Mt Nemrut tour is one of the most prominent  adventures into Anatolian history. On the mountain top at an elevation of 2150 m you will be astounded to see an artificially  formed mountain peak of crushed stone. Under this peak is believed to rest in peace King Antiochus.
Around this peak you will find terraces where  huge  statues of Apollo, Heracles, Zeus,  Fortuna and Antiochus I, King of Commagene standing in splendour. The site was established as the sacred  burial site for the Commagene Kings.
If you can make it up to the summit you can enjoy watching spectacular displays of sun rise and sun set from these terraces, Once up there  make sure that you do not  miss this phenomenon. Depending on the season, temperatures could be shivering cold,  but have no doubts that your trip will be worth for having unforgettable memories.

Commagene Kingdom was a melting pot of eastern and western cultures.Their kings especially King Mithridates did a great deal to smooth cultural differences. Each year he organized olympic games in honour of his ancestors. He was one of the participants, which made him popular amongst his people. In many contests he was victories and as a result he was given honourable name 'Kallinikos. This means literally 'He who triumphs beautifully'.
Mithridates married a Seleucid princess, named Laodice. They had three daughters and after having their fourth daughter, they fell in despair of ever having a son. This was very important, as without a son there was no heir to the throne, so the stability of the kingdom would be threatened. The joy and relief when Laodice bore a son was immense. He was given the name of the father of  Laodice, Antiochus.
Mithridates was succeeded by his son Antiochus who was of mixed blood. On his mothers side, queen Laodice, he was from the lineage of Alexander the Great. While on his father's side, he descended from the Persian 'King of Kings', Darius I. At a young age a marriage was arranged for him with a Seleucid princess named Isias Philostorgos, 'the Beloved One'. This was  more politically oriented  than love for the protection of Commagene Kingom.
Mithridates abdicated the throne in favor of his son though he stayed by his side. Both father and son planned and built the sanctuary on top of Mount Nemrut. The sanctuary was to be the spiritual centre of the treaty with the gods. Antiochus had ideals. The sanctuary would promote the culmination of a new religion with Mount Nemrut as the centre from where his name and fame would radiate all over the world. After his coronation he soon called himself Theos (God), the originator of this new religion.
After the occupation of  Pergamon  Romans conquered Anatolian kingdoms one by one. At the same time Parthians were making advances from the east. They soon reached territories of Commagene and ready to confront Romans. In 70 BC. Romans inflicted a severe blow to their  greatest opponents, the kingdom of Pontus. To complete their conquest,  Romans made a swift advance to conquer  the last independent kingdom, Commagene which was no match to their super power. Around 69 B.C. Samosata, the capital of Commagene,  was besieged. Samosata resisted Roman forces but in the end a meeting was held between the Roman consul Lucullus and King Antiochus I. The Romans withdrew and left Commagene Kingdom as abuffer zone between themselves and powerful  Parthians. However, Romans conquests did not stop in 64 B.C. they crushed Seleucid kingdom to the ground.

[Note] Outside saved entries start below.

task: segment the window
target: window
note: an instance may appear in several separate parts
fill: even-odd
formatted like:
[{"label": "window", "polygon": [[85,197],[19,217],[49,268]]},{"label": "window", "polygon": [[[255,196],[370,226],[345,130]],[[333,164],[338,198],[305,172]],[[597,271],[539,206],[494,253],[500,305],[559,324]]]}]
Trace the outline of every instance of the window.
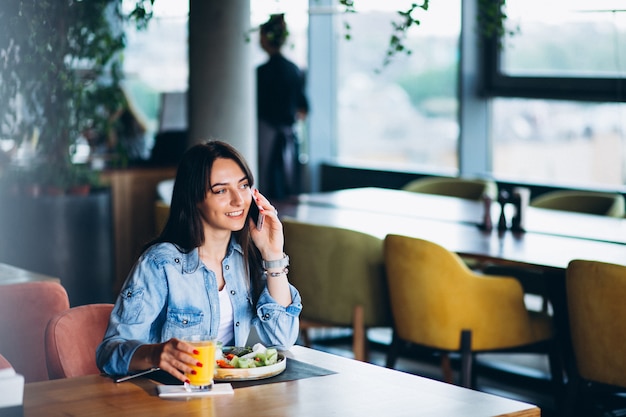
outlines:
[{"label": "window", "polygon": [[487,49],[485,80],[496,179],[626,182],[626,12],[617,3],[507,0],[515,34]]},{"label": "window", "polygon": [[623,103],[497,98],[491,119],[497,179],[575,188],[626,182]]},{"label": "window", "polygon": [[[166,128],[161,126],[162,105],[167,105],[170,97],[179,97],[187,91],[188,15],[188,2],[158,0],[154,4],[154,17],[145,30],[126,28],[124,90],[135,115],[147,128],[143,159],[149,158],[156,133]],[[177,120],[168,117],[168,125],[186,128],[186,114],[176,115]]]},{"label": "window", "polygon": [[[337,144],[341,163],[456,172],[459,0],[431,2],[408,32],[409,56],[383,67],[406,1],[359,0],[338,17]],[[351,39],[344,39],[345,25]]]}]

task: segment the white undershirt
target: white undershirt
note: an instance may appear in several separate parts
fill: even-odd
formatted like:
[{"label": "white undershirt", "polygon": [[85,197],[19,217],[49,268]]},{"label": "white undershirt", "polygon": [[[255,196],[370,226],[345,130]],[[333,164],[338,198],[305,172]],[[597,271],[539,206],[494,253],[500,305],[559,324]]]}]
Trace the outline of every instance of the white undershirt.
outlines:
[{"label": "white undershirt", "polygon": [[233,305],[228,296],[226,285],[219,291],[220,300],[220,327],[217,330],[217,340],[224,346],[233,340]]}]

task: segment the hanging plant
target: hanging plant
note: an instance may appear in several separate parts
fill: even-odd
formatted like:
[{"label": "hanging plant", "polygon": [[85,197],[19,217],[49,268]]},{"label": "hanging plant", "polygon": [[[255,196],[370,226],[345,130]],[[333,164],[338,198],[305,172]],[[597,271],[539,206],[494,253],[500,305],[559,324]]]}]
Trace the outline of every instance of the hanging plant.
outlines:
[{"label": "hanging plant", "polygon": [[[355,0],[339,0],[339,4],[343,8],[343,13],[356,13]],[[383,58],[383,67],[389,65],[398,54],[411,55],[412,50],[405,43],[407,33],[421,24],[417,12],[428,11],[428,6],[429,0],[424,0],[421,4],[411,2],[407,9],[396,12],[397,19],[391,22],[392,30]],[[499,40],[504,35],[513,35],[517,32],[506,30],[505,8],[506,0],[478,0],[478,25],[484,37],[495,37]],[[344,38],[352,39],[350,25],[344,21],[343,26]]]}]

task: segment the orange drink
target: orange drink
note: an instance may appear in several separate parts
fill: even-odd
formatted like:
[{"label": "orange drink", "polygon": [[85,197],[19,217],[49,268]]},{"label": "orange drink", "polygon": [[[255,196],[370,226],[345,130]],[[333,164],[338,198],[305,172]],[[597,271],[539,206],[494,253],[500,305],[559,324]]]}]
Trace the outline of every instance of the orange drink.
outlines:
[{"label": "orange drink", "polygon": [[215,340],[202,337],[183,339],[198,352],[193,355],[202,366],[193,366],[195,375],[185,374],[189,383],[185,383],[187,391],[205,391],[213,386],[213,374],[215,372]]}]

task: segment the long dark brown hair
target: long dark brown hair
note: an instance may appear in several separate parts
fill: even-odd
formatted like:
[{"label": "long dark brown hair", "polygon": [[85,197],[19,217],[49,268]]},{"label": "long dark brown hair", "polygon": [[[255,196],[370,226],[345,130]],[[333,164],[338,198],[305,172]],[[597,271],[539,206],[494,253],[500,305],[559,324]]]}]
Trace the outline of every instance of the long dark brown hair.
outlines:
[{"label": "long dark brown hair", "polygon": [[[198,203],[204,201],[207,191],[211,189],[211,170],[213,163],[219,158],[235,161],[248,178],[250,187],[254,185],[254,176],[248,163],[230,144],[211,140],[192,146],[178,165],[167,223],[161,234],[146,248],[155,243],[169,242],[175,244],[180,251],[188,253],[204,243],[204,228]],[[244,262],[249,267],[256,302],[262,288],[261,254],[250,237],[247,219],[243,229],[233,233],[243,250]]]}]

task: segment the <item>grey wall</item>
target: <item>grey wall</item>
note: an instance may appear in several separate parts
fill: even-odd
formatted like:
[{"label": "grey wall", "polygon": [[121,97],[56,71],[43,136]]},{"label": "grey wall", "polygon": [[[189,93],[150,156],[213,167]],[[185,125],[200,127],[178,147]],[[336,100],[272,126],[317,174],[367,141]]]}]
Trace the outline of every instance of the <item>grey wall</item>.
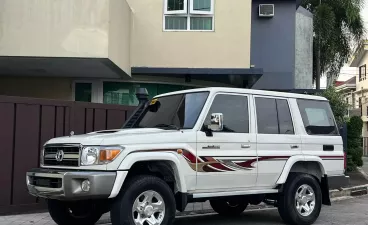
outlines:
[{"label": "grey wall", "polygon": [[[258,17],[259,4],[275,4],[275,16]],[[295,88],[295,0],[253,0],[251,65],[264,74],[254,89]]]},{"label": "grey wall", "polygon": [[313,14],[299,7],[295,31],[295,88],[313,88]]}]

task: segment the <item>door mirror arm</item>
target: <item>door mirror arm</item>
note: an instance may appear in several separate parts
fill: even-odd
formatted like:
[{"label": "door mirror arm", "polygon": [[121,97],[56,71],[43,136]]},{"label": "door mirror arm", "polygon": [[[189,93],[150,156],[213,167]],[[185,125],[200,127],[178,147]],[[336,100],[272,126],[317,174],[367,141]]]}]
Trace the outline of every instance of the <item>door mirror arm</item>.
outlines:
[{"label": "door mirror arm", "polygon": [[207,137],[213,137],[213,132],[208,125],[203,124],[202,131],[206,134]]}]

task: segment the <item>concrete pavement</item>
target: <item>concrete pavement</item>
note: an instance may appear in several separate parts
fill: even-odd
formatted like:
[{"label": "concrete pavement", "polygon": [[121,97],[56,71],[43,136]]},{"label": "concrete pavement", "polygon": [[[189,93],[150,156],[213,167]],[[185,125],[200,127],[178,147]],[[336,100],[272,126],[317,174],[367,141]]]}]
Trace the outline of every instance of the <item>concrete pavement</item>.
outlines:
[{"label": "concrete pavement", "polygon": [[[368,196],[334,202],[323,207],[315,225],[367,225]],[[253,210],[239,217],[217,215],[178,218],[175,225],[283,225],[277,209]]]},{"label": "concrete pavement", "polygon": [[[316,225],[367,225],[368,196],[333,202],[331,207],[322,209]],[[108,215],[101,222],[108,219]],[[106,223],[105,223],[106,224]],[[178,217],[175,225],[281,225],[277,209],[249,210],[239,217],[222,218],[216,214]],[[55,225],[47,213],[3,216],[0,225]]]}]

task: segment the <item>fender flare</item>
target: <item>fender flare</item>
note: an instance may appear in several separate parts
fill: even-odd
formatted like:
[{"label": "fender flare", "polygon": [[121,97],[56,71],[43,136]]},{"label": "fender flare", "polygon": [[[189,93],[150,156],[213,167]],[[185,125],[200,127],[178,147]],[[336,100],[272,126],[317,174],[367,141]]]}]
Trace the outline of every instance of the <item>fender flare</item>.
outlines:
[{"label": "fender flare", "polygon": [[167,161],[170,162],[175,172],[175,181],[178,184],[178,189],[182,193],[187,192],[185,184],[185,178],[181,168],[181,162],[175,153],[171,152],[154,152],[147,156],[147,152],[136,152],[131,153],[124,158],[120,164],[118,170],[129,170],[137,162],[148,162],[148,161]]},{"label": "fender flare", "polygon": [[319,167],[321,169],[321,173],[322,176],[325,173],[325,168],[323,165],[323,161],[320,157],[318,156],[303,156],[303,155],[295,155],[292,156],[288,159],[288,161],[286,162],[284,169],[279,177],[279,179],[277,180],[276,184],[284,184],[289,176],[290,170],[291,168],[294,166],[295,163],[298,162],[317,162],[319,164]]}]

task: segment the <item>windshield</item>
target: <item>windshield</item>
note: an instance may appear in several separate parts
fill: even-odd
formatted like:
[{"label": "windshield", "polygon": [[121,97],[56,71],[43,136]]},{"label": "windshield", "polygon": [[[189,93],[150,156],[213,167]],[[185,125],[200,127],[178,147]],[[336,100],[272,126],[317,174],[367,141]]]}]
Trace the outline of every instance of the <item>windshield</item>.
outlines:
[{"label": "windshield", "polygon": [[209,92],[170,95],[152,99],[139,128],[192,129]]}]

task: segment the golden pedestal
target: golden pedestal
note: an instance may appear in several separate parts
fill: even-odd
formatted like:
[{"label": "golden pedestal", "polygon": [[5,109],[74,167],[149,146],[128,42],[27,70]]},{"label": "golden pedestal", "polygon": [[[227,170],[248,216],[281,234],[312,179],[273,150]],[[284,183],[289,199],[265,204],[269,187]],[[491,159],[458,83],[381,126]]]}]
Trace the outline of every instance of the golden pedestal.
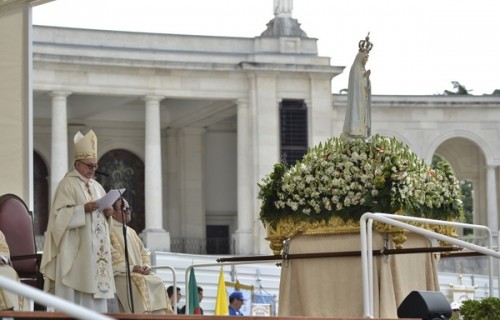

Antiochus died in these turmoil years.  Antiochus was laid to rest in the sanctuary on the Nemrut probably next to the tomb of his father. The succession passed to Mithridates II who could not continue his independence and eventually he lost his kingdom to Romans and  Commagene became a part of the province of Syria.
Under King Antiochus IV. Commagene became independent for the last time though only for a short while. Romans had no mercy they crushed Commagene forces in 71AD. After that the small Commagene army was disbanded and its dreaded archers and heavily armoured cavalry were absorbed into the Roman legions as the 'cohortes Comagenorum'.
The gods wear in Persian fashion. The head of the Goddess Commagene (Tyche)is decorated with a crown of fruits.